Apple has long been believed to be building a self-driving car in secret to compete with the widely-publicized version from Google.
But the Frankfurter Allgemeine Zeitung (FAZ) on Monday reported that the tech giant has turned to Berlin as the site of an undercover lab to work on the project, citing anonymous “informed sources”.
Between 15 and 20 men and women – “high-fliers from the German car industry” – are working on the project, FAZ further reports, adding that the team of mostly young people aims to have the project finished by 2020.
How believable is it?
“I think it's feasible to find the talent that you'd need [for a self-driving car] in Berlin,” recruiter Mengühan Ünver told The Local.
The founder of tech recruitment platform StartupCVs, Ünver has years of experience in the capital's tech scene, where he had a past incarnation at Google as well as recruiting for his own startup projects.
“You need high-tech talent for something like this, machine learning, visual computing, artificial intelligence,” he went on. “You have that in Berlin, there are very strong tech companies working in this field.”
Apple would likely have hired a headhunting firm bound by confidentiality to quietly find engineers for the project, he speculated, as well as sending some engineers from the USA – perhaps hired away from Tesla or Google – to form the core of the project.
'Engineers' don't just write code
So much for the technology side – but what about the hardware?
Berlin isn't really a hub for the car industry – but “it wouldn't be a problem to bring the people you need from Stuttgart [Daimler and Porsche], Wolfsburg [Volkswagen], Ingolstadt [Audi] or Munich [BMW] – Berlin is a very attractive city for young engineers,” Ünver said.
While it's tough to seduce senior managers away from big German companies, he said, young and ambitious engineers are a different story.
But there are two big questions over the Apple rumours: where to hide the lab?
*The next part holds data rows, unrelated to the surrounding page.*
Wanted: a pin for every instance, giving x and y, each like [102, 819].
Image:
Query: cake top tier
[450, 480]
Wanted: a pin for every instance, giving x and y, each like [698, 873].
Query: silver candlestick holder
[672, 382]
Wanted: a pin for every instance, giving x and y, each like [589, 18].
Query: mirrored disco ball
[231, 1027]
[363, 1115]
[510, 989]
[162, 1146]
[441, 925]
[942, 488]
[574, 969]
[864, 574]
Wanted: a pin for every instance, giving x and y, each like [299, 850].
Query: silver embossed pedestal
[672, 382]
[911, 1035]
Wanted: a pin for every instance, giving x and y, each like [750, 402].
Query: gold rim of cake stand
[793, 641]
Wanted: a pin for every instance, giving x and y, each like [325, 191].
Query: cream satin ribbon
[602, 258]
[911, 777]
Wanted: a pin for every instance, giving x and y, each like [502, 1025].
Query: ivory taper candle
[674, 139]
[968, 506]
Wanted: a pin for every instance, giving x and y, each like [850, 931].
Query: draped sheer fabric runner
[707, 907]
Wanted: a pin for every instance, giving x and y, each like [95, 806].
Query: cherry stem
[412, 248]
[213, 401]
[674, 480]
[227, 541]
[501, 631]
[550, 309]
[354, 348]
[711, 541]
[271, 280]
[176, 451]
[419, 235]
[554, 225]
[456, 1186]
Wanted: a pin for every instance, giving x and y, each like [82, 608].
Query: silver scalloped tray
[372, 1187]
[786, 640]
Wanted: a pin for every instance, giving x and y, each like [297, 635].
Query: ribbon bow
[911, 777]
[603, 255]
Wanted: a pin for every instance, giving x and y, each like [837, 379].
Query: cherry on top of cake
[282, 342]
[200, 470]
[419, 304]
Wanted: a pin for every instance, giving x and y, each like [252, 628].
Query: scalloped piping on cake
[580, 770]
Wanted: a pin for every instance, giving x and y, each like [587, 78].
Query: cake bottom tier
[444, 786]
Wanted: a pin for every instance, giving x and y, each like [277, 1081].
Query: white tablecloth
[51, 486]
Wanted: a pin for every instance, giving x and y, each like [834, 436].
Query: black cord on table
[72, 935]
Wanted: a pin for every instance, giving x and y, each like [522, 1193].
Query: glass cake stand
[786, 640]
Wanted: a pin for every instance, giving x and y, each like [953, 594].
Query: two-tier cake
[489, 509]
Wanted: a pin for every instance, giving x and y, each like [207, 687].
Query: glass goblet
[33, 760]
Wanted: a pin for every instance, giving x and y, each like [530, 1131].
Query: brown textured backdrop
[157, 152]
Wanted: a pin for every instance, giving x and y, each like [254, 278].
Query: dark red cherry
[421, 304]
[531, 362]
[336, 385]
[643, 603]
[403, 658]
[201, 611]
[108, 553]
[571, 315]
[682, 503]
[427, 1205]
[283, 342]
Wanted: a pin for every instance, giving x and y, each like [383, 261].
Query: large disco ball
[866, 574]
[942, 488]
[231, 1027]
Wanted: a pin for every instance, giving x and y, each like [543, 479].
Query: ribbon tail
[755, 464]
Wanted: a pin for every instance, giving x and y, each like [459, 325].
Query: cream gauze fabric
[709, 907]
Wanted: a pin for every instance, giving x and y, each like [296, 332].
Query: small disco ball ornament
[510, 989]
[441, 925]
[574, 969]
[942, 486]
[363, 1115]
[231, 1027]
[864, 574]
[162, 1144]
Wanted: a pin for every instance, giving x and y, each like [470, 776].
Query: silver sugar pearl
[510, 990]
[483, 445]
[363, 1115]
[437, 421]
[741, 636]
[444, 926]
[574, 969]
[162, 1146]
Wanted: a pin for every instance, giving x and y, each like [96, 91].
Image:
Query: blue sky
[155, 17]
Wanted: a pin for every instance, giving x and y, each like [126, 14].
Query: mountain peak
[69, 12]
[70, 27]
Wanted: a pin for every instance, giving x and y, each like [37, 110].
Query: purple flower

And why Berlin?
“You'd need a huge area, you can't just build it in a shared apartment like most startups,” Ünver joked.
And it would be extremely noticeable if someone moved into a vacant lot in the capital and started splashing cash around on high-tech facilities.
As for the second question – it's even more difficult.
Berlin has a thriving tech scene and might be a more attractive destination for German automotive engineers than far-away Silicon Valley.
It's cheaper than the Bay Area, too – although that's unlikely to be high on Apple's checklist for such an important project.
Avid Apple fanatics will have to sate themselves with rumours for now – but journalists' interest has definitely been piqued.